Reportagens

De volta ao pó

Quarenta anos depois, pinheiros do Parque da Cidade em Brasília cumprem seu destino original: virar brasa. Nada a lamentar. O cerrado reassume seu lugar.

Carolina Mourão ·
27 de janeiro de 2006 · 18 anos atrás

Seu Domingos da Silva (foto) não se importou com o barulho das motosserras, e indiferente às árvores caídas ao redor tocava o churrasco familiar em plena terça-feira, sob a sombra do último círculo de pinheiros que sobrou no Parque da Cidade, em Brasília. “Se não dava para esperar o fim de semana antes do corte, também não dava para deixar de fazer um último churrasco aqui”.

A operação de corte de 650 pinus quarentões, plantados antes mesmo de a área ser decretada parque, está a cargo da Novacap (Companhia Urbanizadora da Nova Capital), a mesma que plantou a espécie para ser transformada em lenha na década de 60. “O pinus cresce rápido. A finalidade desta madeira era mesmo comercial, lenha para os fornos das padarias, cerâmicas e carvoarias que mantinham aquele projeto de cidade.
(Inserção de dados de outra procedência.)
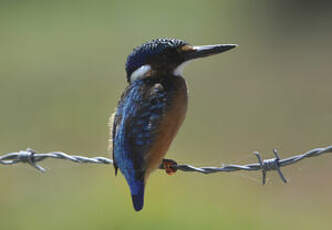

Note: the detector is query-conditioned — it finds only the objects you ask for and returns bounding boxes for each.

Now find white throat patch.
[130,65,151,82]
[173,60,191,76]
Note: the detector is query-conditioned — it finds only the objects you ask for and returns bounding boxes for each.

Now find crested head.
[126,38,236,83]
[126,38,188,82]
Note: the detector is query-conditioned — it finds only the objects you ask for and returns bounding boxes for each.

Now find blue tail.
[129,180,144,211]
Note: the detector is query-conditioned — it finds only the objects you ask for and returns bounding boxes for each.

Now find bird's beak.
[183,44,237,61]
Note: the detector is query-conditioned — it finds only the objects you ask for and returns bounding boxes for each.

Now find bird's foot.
[160,159,178,175]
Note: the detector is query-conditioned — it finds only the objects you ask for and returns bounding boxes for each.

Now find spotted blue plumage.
[113,79,167,211]
[126,38,188,82]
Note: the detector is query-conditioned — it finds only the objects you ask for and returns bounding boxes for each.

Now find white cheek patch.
[173,60,191,76]
[130,65,151,82]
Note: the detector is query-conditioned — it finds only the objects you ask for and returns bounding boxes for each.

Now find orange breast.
[145,77,188,179]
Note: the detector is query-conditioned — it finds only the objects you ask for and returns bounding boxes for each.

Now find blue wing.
[112,79,167,210]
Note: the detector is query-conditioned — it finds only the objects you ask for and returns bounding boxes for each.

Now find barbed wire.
[0,146,332,184]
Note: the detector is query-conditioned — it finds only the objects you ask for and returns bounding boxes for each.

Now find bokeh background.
[0,0,332,230]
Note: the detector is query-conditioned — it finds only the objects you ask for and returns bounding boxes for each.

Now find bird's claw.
[161,159,178,175]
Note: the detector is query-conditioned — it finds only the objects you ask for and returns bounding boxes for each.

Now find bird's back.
[112,75,187,210]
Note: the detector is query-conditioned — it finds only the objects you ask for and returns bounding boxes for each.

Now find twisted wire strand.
[0,146,332,184]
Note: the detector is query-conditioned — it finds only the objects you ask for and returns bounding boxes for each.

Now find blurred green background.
[0,0,332,230]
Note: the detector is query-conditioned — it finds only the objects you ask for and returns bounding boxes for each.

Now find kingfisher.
[110,38,237,211]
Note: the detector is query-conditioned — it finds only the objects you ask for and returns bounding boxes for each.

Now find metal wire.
[0,146,332,184]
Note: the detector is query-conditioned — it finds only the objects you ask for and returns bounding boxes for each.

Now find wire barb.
[0,145,332,185]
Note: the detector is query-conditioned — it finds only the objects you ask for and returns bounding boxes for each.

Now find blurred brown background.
[0,0,332,230]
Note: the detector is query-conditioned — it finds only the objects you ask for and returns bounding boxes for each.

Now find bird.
[109,38,237,211]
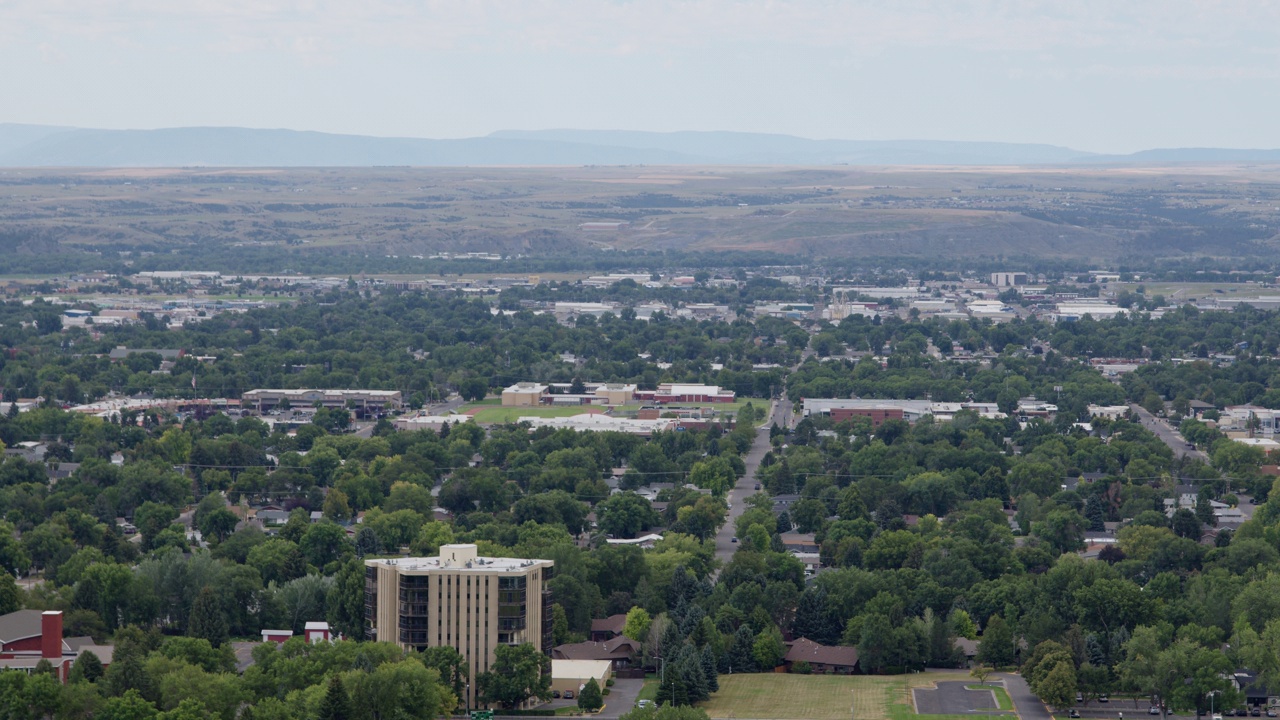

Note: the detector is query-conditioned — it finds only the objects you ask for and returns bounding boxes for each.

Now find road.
[716,400,791,565]
[995,673,1053,720]
[1129,404,1208,462]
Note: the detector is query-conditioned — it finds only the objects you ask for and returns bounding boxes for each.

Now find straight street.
[716,400,773,565]
[1129,404,1208,462]
[995,673,1053,720]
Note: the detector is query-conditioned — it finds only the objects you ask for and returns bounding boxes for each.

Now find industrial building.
[365,544,554,707]
[801,398,1005,428]
[645,383,737,405]
[502,382,636,407]
[991,273,1029,287]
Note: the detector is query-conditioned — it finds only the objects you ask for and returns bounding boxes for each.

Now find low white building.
[520,414,678,437]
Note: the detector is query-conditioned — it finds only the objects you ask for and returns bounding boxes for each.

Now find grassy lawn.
[475,406,596,423]
[965,684,1014,710]
[701,673,1012,720]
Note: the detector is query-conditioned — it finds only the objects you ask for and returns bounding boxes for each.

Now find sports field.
[701,673,998,720]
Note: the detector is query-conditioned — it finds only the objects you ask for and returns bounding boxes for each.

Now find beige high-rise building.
[365,544,554,707]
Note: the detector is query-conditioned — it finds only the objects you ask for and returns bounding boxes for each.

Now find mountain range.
[0,123,1280,168]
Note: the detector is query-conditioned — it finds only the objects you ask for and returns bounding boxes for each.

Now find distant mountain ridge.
[0,123,1280,168]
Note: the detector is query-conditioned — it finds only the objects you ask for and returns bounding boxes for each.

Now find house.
[552,635,640,671]
[552,657,613,693]
[0,610,114,683]
[1231,670,1280,707]
[782,638,858,675]
[778,533,822,552]
[302,620,338,644]
[591,612,627,642]
[262,630,293,644]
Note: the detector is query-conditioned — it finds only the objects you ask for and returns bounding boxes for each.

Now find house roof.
[0,610,41,643]
[552,635,640,660]
[591,612,627,635]
[783,638,858,667]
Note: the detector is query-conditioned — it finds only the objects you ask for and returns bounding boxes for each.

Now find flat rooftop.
[365,544,554,573]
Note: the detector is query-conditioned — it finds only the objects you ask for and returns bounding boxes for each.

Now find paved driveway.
[996,673,1053,720]
[911,680,1002,715]
[514,678,644,720]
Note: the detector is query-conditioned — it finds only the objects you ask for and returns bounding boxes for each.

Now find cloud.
[0,0,1280,54]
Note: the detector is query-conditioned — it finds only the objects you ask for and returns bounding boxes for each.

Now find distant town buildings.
[242,389,403,413]
[991,273,1029,287]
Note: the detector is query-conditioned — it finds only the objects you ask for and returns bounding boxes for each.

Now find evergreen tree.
[701,646,719,693]
[70,650,104,683]
[320,674,351,720]
[1084,495,1106,532]
[791,588,841,644]
[187,587,230,647]
[924,609,956,667]
[728,624,755,673]
[578,678,604,707]
[0,573,22,615]
[978,615,1018,667]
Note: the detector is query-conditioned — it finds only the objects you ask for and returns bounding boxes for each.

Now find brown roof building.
[552,635,640,670]
[591,614,627,642]
[782,638,858,675]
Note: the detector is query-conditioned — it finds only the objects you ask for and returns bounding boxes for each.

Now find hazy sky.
[0,0,1280,152]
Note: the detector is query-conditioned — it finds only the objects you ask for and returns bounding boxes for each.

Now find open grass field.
[701,673,993,720]
[461,405,599,424]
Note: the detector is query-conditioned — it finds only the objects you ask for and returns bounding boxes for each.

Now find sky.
[0,0,1280,152]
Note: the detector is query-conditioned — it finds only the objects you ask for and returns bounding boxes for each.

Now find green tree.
[577,678,604,712]
[198,507,239,542]
[187,587,230,647]
[133,500,178,550]
[319,675,351,720]
[419,644,468,697]
[595,492,659,538]
[622,607,653,642]
[978,615,1018,667]
[93,689,156,720]
[325,557,365,639]
[70,650,104,683]
[751,626,787,670]
[1036,659,1075,707]
[476,643,552,710]
[346,660,455,720]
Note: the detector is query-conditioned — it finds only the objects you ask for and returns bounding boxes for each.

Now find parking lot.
[911,682,1012,715]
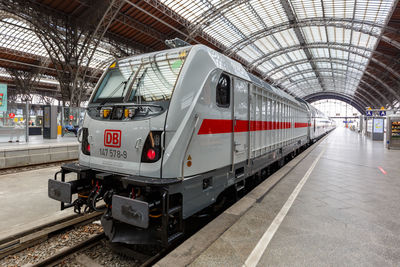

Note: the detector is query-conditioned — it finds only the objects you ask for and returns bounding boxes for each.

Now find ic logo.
[104,130,121,147]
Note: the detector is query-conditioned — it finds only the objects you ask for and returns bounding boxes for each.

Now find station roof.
[0,0,400,111]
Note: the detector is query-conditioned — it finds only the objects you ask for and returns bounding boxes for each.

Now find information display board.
[374,118,384,133]
[0,83,7,113]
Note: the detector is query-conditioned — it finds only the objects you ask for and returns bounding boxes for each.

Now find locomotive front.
[48,48,190,245]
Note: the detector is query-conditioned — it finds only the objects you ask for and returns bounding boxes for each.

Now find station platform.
[155,128,400,267]
[0,136,78,169]
[0,167,73,240]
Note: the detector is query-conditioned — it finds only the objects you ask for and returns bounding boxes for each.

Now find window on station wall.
[311,99,361,127]
[216,74,231,108]
[311,99,361,117]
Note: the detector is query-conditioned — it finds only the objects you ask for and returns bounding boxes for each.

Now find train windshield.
[92,49,188,104]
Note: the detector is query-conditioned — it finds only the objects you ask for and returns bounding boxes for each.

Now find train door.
[232,78,250,168]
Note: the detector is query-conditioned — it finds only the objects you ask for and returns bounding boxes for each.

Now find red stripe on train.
[198,119,309,134]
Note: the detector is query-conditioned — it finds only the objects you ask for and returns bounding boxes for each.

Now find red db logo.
[104,130,121,147]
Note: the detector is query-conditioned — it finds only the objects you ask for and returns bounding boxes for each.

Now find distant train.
[48,45,334,246]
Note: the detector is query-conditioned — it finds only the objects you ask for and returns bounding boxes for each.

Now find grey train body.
[49,45,334,245]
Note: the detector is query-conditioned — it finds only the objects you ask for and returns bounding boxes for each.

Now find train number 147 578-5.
[100,148,128,159]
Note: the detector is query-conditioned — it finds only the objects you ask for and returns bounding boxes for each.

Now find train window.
[216,74,231,108]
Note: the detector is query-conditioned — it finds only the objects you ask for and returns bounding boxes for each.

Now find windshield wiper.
[97,79,129,109]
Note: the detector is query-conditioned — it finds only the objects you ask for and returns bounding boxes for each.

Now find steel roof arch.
[249,42,400,70]
[287,76,391,105]
[304,92,365,114]
[225,17,400,56]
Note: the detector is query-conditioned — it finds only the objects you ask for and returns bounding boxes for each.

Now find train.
[48,45,335,246]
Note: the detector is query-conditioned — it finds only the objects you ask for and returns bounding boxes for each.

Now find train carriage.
[49,45,332,245]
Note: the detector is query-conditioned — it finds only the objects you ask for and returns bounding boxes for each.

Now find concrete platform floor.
[186,128,400,267]
[0,135,78,148]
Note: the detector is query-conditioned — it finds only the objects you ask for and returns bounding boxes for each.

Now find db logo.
[104,130,121,147]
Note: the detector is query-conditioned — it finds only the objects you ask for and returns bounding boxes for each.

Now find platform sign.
[0,83,7,113]
[373,119,384,133]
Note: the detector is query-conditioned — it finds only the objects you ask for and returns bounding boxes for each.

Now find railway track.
[29,233,105,267]
[0,212,103,259]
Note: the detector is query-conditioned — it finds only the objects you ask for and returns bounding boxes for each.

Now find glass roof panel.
[0,0,397,101]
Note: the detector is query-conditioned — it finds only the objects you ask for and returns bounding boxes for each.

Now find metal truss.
[249,42,400,70]
[281,0,326,90]
[295,82,382,110]
[287,76,391,108]
[189,0,249,37]
[304,92,368,114]
[264,57,400,81]
[225,17,400,56]
[275,63,400,102]
[124,0,260,76]
[115,12,168,43]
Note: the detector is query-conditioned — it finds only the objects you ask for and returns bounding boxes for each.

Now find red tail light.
[147,148,156,160]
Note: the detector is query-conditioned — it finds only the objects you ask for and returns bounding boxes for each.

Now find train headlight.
[125,108,136,119]
[141,131,162,163]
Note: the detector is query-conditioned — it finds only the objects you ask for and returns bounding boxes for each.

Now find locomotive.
[48,45,334,246]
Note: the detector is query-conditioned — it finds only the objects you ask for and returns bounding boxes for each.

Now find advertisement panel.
[374,119,384,133]
[0,83,7,113]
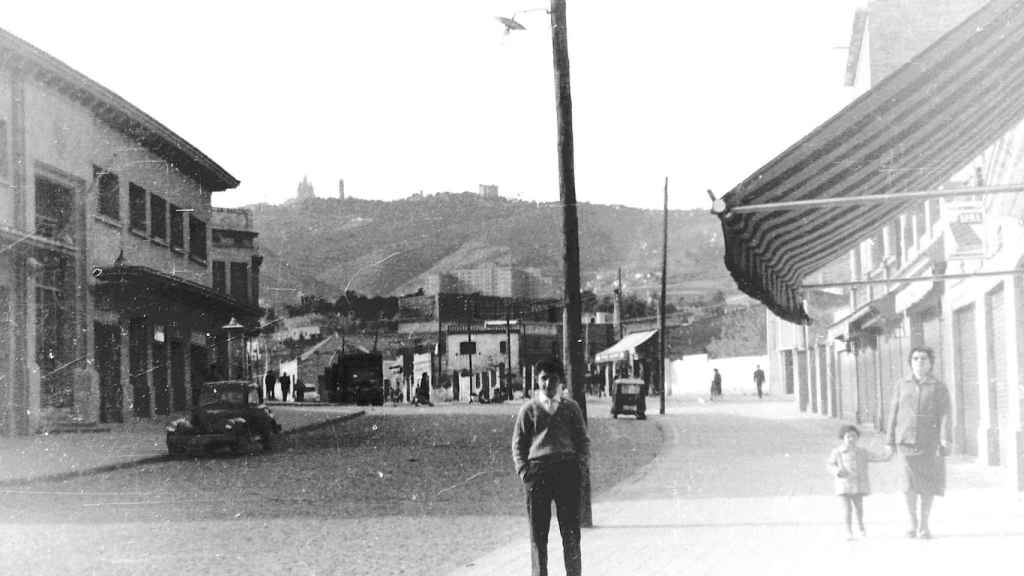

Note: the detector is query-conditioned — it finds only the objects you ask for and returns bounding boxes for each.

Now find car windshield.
[200,384,246,405]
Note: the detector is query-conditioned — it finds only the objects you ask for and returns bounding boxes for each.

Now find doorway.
[92,322,124,422]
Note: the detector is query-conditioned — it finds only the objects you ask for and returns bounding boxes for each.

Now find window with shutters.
[150,194,167,242]
[128,182,146,234]
[985,283,1010,463]
[188,214,206,262]
[92,166,121,220]
[169,204,185,250]
[230,262,249,302]
[213,260,227,294]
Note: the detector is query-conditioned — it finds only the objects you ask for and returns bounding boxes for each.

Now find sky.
[0,0,858,209]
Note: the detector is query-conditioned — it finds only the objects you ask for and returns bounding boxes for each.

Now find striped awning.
[718,0,1024,324]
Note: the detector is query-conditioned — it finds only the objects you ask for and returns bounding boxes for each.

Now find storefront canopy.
[594,330,657,364]
[716,0,1024,324]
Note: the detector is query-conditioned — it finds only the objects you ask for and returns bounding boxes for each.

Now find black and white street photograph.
[0,0,1024,576]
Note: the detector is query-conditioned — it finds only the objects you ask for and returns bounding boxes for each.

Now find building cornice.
[0,29,240,192]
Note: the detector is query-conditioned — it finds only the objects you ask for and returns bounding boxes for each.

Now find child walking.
[828,424,893,540]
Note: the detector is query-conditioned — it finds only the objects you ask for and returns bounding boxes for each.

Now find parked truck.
[326,353,384,406]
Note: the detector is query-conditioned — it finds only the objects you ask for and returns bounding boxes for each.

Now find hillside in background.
[248,193,735,307]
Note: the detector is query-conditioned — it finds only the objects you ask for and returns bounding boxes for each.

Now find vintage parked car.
[611,378,647,420]
[167,380,281,456]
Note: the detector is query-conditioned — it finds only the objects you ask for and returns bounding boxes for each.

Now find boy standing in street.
[754,364,765,398]
[512,360,590,576]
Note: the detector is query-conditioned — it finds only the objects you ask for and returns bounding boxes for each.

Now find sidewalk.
[453,398,1024,576]
[0,405,364,487]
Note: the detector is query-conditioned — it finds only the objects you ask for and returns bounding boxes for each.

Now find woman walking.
[889,346,952,538]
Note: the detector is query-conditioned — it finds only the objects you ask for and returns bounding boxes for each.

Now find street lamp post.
[221,317,246,380]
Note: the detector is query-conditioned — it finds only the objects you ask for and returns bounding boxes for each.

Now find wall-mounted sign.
[942,200,987,260]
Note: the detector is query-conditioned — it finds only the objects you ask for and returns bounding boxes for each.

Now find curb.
[0,410,366,488]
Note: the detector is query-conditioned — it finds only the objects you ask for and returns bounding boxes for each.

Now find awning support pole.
[800,269,1024,290]
[712,183,1024,215]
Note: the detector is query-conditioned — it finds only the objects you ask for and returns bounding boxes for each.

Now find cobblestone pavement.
[452,399,1024,576]
[0,406,360,486]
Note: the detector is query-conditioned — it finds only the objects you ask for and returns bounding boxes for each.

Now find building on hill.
[295,176,316,200]
[0,30,260,435]
[398,293,562,334]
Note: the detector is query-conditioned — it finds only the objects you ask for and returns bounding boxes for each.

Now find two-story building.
[0,30,259,434]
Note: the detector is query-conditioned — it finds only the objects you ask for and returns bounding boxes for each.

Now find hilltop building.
[295,176,316,200]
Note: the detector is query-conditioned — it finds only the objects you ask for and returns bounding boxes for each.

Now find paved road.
[452,400,1024,576]
[0,403,662,576]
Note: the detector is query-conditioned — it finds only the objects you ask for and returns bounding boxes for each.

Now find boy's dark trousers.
[523,458,583,576]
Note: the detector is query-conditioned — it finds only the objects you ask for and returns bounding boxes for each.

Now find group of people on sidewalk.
[260,370,306,402]
[512,346,951,576]
[710,364,765,402]
[827,346,952,539]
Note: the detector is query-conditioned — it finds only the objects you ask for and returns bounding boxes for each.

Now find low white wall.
[666,354,768,396]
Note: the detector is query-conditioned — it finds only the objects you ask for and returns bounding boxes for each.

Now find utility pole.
[612,266,623,340]
[551,0,594,528]
[502,304,512,400]
[657,176,669,414]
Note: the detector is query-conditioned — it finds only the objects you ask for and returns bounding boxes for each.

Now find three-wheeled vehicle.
[611,378,647,420]
[167,380,281,456]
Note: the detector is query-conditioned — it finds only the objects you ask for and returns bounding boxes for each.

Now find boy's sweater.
[512,398,590,478]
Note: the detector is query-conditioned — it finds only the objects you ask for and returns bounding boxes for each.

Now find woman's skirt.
[899,445,946,496]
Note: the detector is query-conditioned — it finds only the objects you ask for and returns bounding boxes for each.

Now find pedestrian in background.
[827,424,893,540]
[711,368,722,400]
[754,364,765,398]
[278,372,292,402]
[416,372,433,406]
[889,346,952,538]
[512,360,590,576]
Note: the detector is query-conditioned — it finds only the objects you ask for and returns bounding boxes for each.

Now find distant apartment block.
[423,265,556,298]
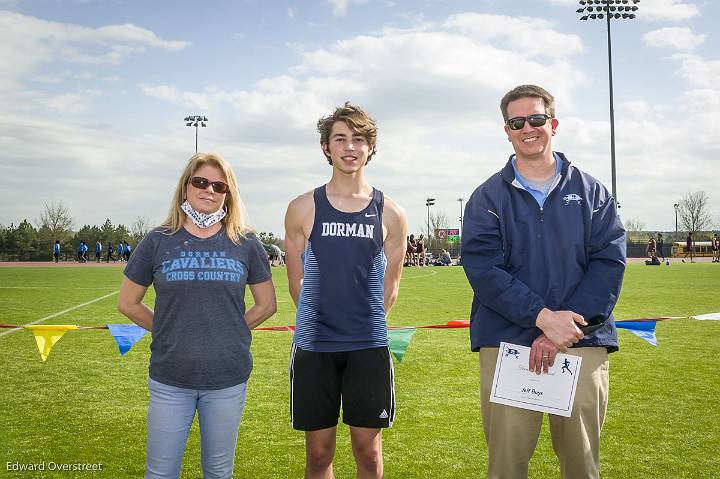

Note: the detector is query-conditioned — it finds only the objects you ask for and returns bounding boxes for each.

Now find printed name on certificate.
[490,343,582,417]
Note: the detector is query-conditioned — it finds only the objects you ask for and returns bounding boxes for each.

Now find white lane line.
[0,291,120,336]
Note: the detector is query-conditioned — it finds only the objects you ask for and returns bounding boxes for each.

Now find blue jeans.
[145,379,247,479]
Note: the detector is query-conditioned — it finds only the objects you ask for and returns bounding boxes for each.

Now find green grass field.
[0,263,720,479]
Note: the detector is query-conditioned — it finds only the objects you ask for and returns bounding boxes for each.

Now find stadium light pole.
[576,0,640,208]
[425,198,435,241]
[458,198,465,235]
[185,115,208,154]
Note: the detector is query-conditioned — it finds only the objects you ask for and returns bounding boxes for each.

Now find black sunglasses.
[580,314,608,336]
[190,176,230,193]
[507,113,552,130]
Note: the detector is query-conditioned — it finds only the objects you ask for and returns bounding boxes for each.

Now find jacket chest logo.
[563,193,582,206]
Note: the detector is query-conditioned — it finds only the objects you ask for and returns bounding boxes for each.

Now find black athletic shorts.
[290,344,395,431]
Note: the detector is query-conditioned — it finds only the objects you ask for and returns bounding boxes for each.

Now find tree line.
[0,201,154,261]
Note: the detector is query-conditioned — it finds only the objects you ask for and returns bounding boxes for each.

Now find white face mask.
[180,200,227,229]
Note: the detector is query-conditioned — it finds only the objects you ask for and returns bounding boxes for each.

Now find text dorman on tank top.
[321,221,375,238]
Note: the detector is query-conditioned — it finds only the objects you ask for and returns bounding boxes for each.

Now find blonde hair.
[160,153,254,244]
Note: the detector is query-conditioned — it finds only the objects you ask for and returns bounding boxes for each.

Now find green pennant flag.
[388,328,415,363]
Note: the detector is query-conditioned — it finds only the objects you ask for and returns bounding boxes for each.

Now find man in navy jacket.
[462,85,625,479]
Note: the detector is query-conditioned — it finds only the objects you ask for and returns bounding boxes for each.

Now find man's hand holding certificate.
[490,343,582,417]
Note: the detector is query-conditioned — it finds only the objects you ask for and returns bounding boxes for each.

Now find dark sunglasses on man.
[580,314,608,336]
[506,113,552,130]
[190,176,230,193]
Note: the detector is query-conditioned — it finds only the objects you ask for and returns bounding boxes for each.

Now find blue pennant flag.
[615,321,657,346]
[107,324,147,356]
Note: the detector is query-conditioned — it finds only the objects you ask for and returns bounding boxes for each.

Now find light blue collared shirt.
[512,151,562,208]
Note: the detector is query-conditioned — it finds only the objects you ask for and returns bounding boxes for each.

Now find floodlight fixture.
[185,115,208,154]
[576,0,640,207]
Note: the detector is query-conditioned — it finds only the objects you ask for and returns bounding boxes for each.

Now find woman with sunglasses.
[118,153,276,478]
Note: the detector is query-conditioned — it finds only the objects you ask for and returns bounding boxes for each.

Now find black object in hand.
[580,314,607,336]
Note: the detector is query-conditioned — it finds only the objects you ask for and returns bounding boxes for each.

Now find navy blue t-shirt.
[125,227,270,389]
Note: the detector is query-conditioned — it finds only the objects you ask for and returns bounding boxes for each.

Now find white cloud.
[444,13,583,57]
[326,0,368,17]
[637,0,700,21]
[642,27,707,51]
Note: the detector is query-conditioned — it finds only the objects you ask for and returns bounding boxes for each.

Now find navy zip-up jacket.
[462,153,626,352]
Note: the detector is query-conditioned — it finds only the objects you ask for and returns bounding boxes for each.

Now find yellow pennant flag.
[25,324,77,361]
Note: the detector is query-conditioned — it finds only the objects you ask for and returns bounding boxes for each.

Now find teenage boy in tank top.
[285,103,408,478]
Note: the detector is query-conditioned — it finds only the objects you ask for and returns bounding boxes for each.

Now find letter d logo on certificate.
[490,343,582,417]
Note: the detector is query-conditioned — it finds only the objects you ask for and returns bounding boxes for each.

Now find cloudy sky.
[0,0,720,236]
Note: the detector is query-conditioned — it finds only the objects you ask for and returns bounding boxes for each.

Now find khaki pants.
[480,347,609,479]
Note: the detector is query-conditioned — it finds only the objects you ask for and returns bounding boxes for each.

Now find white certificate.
[490,343,582,417]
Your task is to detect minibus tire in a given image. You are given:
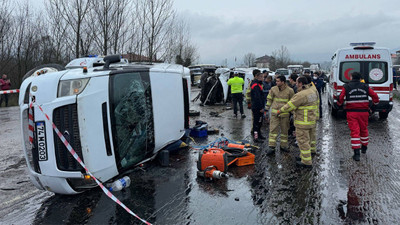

Mas você vê: o que é do homem, o bicho não come mesmo”, brinca Ozanam Coelho, diretor de parques da Companhia, que está devolvendo espécies nativas para dentro da cidade. “As próprias circunstâncias me dão de volta a oportunidade de replantar o cerrado em Brasília”.

Se o bicho come ou não, o certo é que um fungo ainda desconhecido atacou o tronco dos pinheiros (Pinus elliotti) do parque, moléstia que só foi detectada depois de uma ventania que atingiu 89 km/h no dia 18 de dezembro em Brasília. Desde então os pinheiros ficaram bambas, prestes a cair. Um perigo para os freqüentadores. A pressa da Novacap tem razão de ser: segundo o Instituto Nacional de Meteorologia (Inmet), ventos de até 100 km/h devem sacudir novamente as árvores da cidade nos próximos dias.

Segundo Ênio Dutra, secretário da Comparques, todos os pinheiros serão cortados, mas a longo prazo. “Estamos trabalhando agora objetivamente, apenas nas árvores que oferecem risco”.

Mas Ozanam Coelho adianta os planos: “Vamos colocar no lugar dos pinus a quaresmeira rosa e roxa, os ipês branco, roxo e amarelo, o jacarandá vermelho e a fisocalina, que dá umas flores lilazes lindas demais”, orgulha-se o homem que replantou Brasília quando o cerrado veio abaixo para a construção da nova capital. Enquanto continua o plantio, “tarefa que não acaba”, faz também as reposições das árvores velhas e doentes da cidade. “Árvore velha, minha filha, é como gente velha: fica sem o telhado, tem pereba, ameaça cair no chão…”, brinca.

Sobre a falta de sombra nas churrasqueiras, Ozanam responde, sinceramente. “Eu não vou esquentar a minha cabeça com isso. As sombras das quaresmeiras não vão ser algo que eu espero desfrutar, minha filha. Tempo, tempo, tempo…”.

E despediu-se com as mãos no bolso, assoviando o restinho daquela música do Caetano, enquanto o velho crachá de funcionário da Novacap ameaçava voar em um pé de vento que nos pegou pela canela.